La blockchain : un outil pour créer et sécuriser l’identité numérique

Candice Daisly souligne que l’identité numérique pourrait s’appuyer sur la technologie de la blockchain. Cette dernière est un ensemble de bloc de données reposant sur un système de validation qui permet d’assurer la sécurité et la véracité des données. Pour IBM, le système de blockchain présente trois avantages pour l’identité numérique : c’est une technologie rapide qui promeut la confiance, elle est sécurisée, privée et flexible. 

De plus, cette technologie limite la fraude et le vol d’informations. Ces atouts sont non négligeables quand on sait que le but de la mise en place d’une identité numérique est de réduire les formalités, d’accélérer le traitement des demandes mais aussi de lutter contre la fraude. 

La réduction des erreurs qui pourraient avoir lieu « offline » est un point à prendre en compte. Le vol d’identité, en utilisant des pièces matérielles (comme un passeport physique ou une plaque d’immatriculation), s’avère plus difficile avec des pièces numériques utilisant la blockchain.

Une utilisation à développer dans le monde économique

Manuel Badel souligne que l’identité numérique pourrait jouer un rôle clé dans la gestion de la propriété intellectuelle, en particulier dans les secteurs des médias et des arts, où elle reste encore peu exploitée. Dans une industrie fondée sur des projets collaboratifs, l’identification des intervenants est essentielle. En associant le contenu multimédia à l’identité numérique de son créateur, il deviendrait possible de garantir l’attribution de ce contenu lors de sa diffusion en ligne, réduisant ainsi les risques de plagiat ou de vol.

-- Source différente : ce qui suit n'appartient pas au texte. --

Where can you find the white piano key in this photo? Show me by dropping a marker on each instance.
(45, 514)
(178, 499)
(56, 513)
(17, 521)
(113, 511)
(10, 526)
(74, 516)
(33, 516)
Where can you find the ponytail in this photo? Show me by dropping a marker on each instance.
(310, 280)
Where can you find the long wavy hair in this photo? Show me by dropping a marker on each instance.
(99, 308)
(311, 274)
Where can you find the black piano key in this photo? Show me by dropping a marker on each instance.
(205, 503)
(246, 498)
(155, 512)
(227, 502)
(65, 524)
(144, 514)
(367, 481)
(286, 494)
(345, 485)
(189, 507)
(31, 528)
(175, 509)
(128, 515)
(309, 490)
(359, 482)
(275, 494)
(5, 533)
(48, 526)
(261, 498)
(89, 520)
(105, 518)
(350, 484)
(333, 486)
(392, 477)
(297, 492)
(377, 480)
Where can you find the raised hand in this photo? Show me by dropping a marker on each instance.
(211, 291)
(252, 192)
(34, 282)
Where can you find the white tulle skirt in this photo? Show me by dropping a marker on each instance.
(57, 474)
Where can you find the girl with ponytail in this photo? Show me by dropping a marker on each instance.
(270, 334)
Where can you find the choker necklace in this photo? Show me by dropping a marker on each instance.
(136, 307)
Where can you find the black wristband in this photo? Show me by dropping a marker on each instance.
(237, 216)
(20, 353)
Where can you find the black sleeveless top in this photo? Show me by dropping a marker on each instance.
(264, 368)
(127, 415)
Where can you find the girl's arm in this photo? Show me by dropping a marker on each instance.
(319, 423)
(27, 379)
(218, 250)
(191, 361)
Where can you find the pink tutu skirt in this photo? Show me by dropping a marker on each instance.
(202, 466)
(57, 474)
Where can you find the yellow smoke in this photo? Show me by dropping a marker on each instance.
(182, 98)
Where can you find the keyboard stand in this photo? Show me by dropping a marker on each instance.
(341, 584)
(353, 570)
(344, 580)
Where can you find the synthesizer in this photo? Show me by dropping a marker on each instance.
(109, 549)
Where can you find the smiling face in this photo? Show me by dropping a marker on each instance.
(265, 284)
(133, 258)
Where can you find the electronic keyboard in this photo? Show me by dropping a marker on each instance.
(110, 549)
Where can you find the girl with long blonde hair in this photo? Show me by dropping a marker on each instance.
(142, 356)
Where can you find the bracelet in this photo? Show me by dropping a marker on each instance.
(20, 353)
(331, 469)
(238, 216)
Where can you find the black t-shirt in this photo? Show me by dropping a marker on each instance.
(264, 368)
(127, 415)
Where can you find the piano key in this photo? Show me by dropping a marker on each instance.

Pour que cette technologie soit adoptée dans le monde économique, il faut que les utilisateurs aient confiance dans ce système. Claude Perreault fait finalement remarquer que les clients sont préoccupés vis-à -vis de la confidentialité des données. Il est essentiel d’adopter une approche centrée sur les besoins des utilisateurs plutôt que sur la technologie elle-même pour encourager une adoption plus large par le grand public

En conclusion, l’identité numérique apparaît comme une évolution technologique prenant de l’ampleur dans nos sociétés. Si son intérêt en termes d’utilité est certain, les enjeux de vie privée et de sécurisation des données doivent être assurés. La numérisation de l’identité ne pourra avoir lieu que si les personnes sont propriétaires de leurs données. Cela nécessite une confiance envers les institutions qui s’occupent de la numérisation et du stockage de ces données. Dans un contexte de crise de confiance envers les institutions, il faut d’abord rétablir celle-ci avant que l’identité numérique soit vraiment opérationnelle à grande échelle. Enfin, il est également nécessaire d’ assurer la formation des individus à l’utilisation du numérique. Les populations qui ne sont pas à l’aise (comme les aînés) avec les outils numériques risquent d’être mises à l’écart en cas d’adoption massive de l’identité numérique.